One of challenges we face almost everyday is to keep our API latency low. While the problem sounds simple on the surface, it gets interesting sometimes. One of our endpoints that serves restaurant menus to our consumers had high p99 latency numbers. Since it’s a high traffic endpoint we naturally use caching pretty intensively. We cache our serialized menus in Redis to avoid repeated calls to the data base, and spread out the read traffic load. By the end of this post we will present how we used compression to not only improve our latency, but also to get ourselves more space to cache.
The problem with large values
After some deep instrumentation and inspection we determined the problem in this particular scenario was that some of our menus were almost half a MB long.

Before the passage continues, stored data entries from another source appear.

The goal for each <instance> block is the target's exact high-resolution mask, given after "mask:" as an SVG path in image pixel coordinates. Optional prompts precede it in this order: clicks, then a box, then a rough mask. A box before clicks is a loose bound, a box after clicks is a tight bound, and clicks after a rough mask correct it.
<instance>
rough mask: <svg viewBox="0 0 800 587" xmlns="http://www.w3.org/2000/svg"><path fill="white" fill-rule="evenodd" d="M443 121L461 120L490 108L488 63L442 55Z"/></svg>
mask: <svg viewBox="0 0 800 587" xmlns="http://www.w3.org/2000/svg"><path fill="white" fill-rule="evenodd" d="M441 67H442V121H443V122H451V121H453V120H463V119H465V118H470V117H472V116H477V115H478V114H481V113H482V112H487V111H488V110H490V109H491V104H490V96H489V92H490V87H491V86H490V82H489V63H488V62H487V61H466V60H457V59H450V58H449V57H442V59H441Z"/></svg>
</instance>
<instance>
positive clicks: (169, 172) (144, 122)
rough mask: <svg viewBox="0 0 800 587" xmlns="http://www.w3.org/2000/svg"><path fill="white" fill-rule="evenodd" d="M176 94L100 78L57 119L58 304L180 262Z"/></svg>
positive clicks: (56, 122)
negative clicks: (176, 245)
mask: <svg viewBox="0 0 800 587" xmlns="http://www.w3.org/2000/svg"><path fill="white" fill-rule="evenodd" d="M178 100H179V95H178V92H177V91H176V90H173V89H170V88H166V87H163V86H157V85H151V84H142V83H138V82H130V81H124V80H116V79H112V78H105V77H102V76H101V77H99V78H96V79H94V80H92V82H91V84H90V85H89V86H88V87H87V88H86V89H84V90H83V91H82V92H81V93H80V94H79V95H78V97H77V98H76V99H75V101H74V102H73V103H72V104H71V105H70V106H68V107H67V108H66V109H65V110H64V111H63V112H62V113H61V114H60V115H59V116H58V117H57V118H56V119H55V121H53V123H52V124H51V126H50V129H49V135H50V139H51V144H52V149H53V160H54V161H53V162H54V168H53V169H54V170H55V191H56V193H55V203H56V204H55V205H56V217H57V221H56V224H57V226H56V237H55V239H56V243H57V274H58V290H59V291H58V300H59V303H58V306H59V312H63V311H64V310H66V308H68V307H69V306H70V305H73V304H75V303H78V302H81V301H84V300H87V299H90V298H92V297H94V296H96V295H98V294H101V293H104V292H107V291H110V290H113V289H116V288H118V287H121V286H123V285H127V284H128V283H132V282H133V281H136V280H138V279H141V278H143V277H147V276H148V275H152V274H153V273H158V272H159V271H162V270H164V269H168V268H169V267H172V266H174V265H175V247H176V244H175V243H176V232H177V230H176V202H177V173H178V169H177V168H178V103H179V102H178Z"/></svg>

Our instrumentation showed us that reading these large values repeatedly during peak hours was one of few reasons for high p99 latency. During peak hours, reads from Redis took more sometimes at random took more than 100ms. This was especially true when a restaurant or a chain with really large menus were running promotions. Why this happens should be a surprise to no one, reading or writing many large payloads over the network during peak hours can end up causing network congestion and delays.
Compression to the rescue
To fix this issue, we obviously wanted to reduce the amount of traffic between our server nodes and cache. We were well aware of techniques like LevelDB using snappy to compress, and decrease the on-disk size. Similarly, our friends at CloudFlare also used a similar technique to squeeze more speed out of Kafka. We wanted to do something similar i.e. use a compression algorithm, with good speed and a decent compression ratio.
Like other folks we did our benchmarks, and found that LZ4, and Snappy were two nice options. We also considered other famous options like Zlib, Zstandard, and Brotli but found their decompression speeds (and CPU load) were not ideal for our scenario. Due to the specific nature of our endpoint, we found LZ4 and Snappy were more favorable. Both libraries were in the Goldilocks zone of compression/decompression speed, CPU usage, and compression ratio.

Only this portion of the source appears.